Man, I feel like a boss and not necessarily in a good way; sometimes it makes me want to cry.
Everyone is on their own journey, at their own pace, currently operating at their own level of maturity. Everyone has their baggage, their strengths, their passion, their fears, their desires, their needs, their insecurities, their lifestyles, their habits, their dysfunctions, their partnerships with evil. It’s a really interesting dynamic to have to manage continually.
When you’re leading a group, a team, a company, or an organization, your perspective naturally elevates and you end up having to address and manage dynamics others don’t need to care about or can’t see. You practically get to a place where you don’t have time or emotional capacity to pastor and father every person in their mess, you start having to draw lines and boundaries with team members who refuse to take ownership over their own lives or to change the sabotaging beliefs and behaviors that steal from their own success.
Some days, I feel like a mega winner. So much so, I almost forget my life is real and have trouble comprehending that I get to be me. Other days, like today, I feel a pang of pain for those I’m leading whom I won’t rescue. Sometimes not rescuing people can feel heartless.
It’s one of the most painful things: allowing ourselves to be susceptible to compassion while refusing to coddle destructive patterns in people’s lives. It’s a lot easier to either just give in to enablement or shut dysfunctional people out entirely. It’s more emotionally expensive and challenging to maintain connection with compassion while choosing to let people make their own mistakes and experience the consequences of their choices; but love tends to sit there.

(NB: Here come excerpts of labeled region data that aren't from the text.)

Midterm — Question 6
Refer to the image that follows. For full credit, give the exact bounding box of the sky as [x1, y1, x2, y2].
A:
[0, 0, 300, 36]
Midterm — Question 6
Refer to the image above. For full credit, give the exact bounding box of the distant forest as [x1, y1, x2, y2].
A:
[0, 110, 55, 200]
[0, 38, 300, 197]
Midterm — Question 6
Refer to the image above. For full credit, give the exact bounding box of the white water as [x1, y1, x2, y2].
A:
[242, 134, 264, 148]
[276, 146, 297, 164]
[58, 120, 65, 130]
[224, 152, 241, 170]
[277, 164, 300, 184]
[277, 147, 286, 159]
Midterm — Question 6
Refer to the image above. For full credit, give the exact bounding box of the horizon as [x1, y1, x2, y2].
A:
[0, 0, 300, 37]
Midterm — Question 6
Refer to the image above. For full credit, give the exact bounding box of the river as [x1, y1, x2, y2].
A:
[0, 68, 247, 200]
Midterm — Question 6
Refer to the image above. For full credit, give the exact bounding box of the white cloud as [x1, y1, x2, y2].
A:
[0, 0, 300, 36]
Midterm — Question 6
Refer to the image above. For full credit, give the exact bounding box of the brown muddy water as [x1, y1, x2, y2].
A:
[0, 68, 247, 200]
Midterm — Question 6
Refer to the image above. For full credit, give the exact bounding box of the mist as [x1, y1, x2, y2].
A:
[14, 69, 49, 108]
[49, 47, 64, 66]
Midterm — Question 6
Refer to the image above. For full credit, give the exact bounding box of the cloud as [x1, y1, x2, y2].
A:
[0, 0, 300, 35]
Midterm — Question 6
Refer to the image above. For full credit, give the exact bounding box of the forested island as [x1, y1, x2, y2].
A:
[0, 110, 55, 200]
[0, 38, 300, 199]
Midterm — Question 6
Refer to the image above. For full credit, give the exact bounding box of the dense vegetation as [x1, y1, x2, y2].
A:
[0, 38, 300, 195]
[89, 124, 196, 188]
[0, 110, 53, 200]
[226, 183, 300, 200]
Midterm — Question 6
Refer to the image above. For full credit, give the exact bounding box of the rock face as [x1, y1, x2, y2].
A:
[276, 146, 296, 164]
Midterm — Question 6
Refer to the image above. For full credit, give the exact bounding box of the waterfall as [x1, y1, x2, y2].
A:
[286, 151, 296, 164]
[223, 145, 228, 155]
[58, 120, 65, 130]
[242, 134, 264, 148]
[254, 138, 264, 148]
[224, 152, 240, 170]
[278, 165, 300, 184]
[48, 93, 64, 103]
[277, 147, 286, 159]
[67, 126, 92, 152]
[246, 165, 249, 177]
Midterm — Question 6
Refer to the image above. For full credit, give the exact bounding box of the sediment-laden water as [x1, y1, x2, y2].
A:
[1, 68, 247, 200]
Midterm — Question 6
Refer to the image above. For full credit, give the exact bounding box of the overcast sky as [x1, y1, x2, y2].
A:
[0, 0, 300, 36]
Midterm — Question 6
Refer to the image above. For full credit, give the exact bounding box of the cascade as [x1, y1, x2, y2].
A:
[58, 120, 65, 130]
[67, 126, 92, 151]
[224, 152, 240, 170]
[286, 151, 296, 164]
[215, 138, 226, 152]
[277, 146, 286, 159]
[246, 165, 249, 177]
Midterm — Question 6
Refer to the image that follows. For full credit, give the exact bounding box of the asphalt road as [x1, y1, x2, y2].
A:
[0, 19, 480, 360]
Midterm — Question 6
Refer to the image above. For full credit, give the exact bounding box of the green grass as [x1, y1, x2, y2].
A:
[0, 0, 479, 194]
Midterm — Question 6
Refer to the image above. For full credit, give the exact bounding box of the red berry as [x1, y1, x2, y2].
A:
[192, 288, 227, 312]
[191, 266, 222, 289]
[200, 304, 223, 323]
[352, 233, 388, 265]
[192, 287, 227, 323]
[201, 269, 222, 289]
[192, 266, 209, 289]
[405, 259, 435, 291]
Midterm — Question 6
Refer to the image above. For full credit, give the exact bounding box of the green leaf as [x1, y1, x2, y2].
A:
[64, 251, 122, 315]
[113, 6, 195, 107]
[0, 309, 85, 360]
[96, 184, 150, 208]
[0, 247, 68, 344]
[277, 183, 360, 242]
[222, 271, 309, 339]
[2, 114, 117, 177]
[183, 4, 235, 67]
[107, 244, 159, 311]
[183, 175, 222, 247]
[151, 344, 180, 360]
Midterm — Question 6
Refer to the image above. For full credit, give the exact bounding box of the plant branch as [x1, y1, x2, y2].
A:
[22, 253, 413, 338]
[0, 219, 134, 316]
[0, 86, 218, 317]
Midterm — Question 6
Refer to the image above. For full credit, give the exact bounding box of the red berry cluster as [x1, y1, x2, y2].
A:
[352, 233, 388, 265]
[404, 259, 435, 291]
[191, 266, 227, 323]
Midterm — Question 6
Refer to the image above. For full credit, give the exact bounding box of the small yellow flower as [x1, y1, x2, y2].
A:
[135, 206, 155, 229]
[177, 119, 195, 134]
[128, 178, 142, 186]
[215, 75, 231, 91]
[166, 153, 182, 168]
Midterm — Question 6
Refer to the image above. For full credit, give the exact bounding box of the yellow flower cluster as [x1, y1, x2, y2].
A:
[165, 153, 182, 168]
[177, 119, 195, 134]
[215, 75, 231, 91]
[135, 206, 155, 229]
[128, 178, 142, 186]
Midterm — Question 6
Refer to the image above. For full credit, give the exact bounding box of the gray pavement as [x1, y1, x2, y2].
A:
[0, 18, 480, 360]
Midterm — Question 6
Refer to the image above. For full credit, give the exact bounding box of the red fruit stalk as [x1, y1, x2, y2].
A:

Love tends to refuse to look away from carnage while also refusing to violate the choice of another. Often, we like to impose our will on our loved ones to prevent the pain in ourselves of seeing them struggle...but this is actually selfish. We don’t impose to help, we impose to protect ourselves from compassion. We’re not heartless, we’re cowards. It’s selfish to numb or avoid the pain and also sabotage to one struggling from a real solution, should they ever end up wanting it.
So at the end of this day, I don’t agree with defeat. I don’t agree with the idea that I’m a terrible person, that I’m a tyrant, that I’m heartless for not rescuing people. I agree that being in the midst of pain and brokenness can suck and it’s okay. Somewhere along the way, I forgot their wholeness isn’t my responsibility so I’ll crawl back into my Dad’s lap and let Him remind me of what’s real and whose job it is to hold the world. I’ll wake up tomorrow still holding love’s hand. I’ll greet the broken ones and remember what it’s like to be a kid, a responsible, productive, authoritative kid.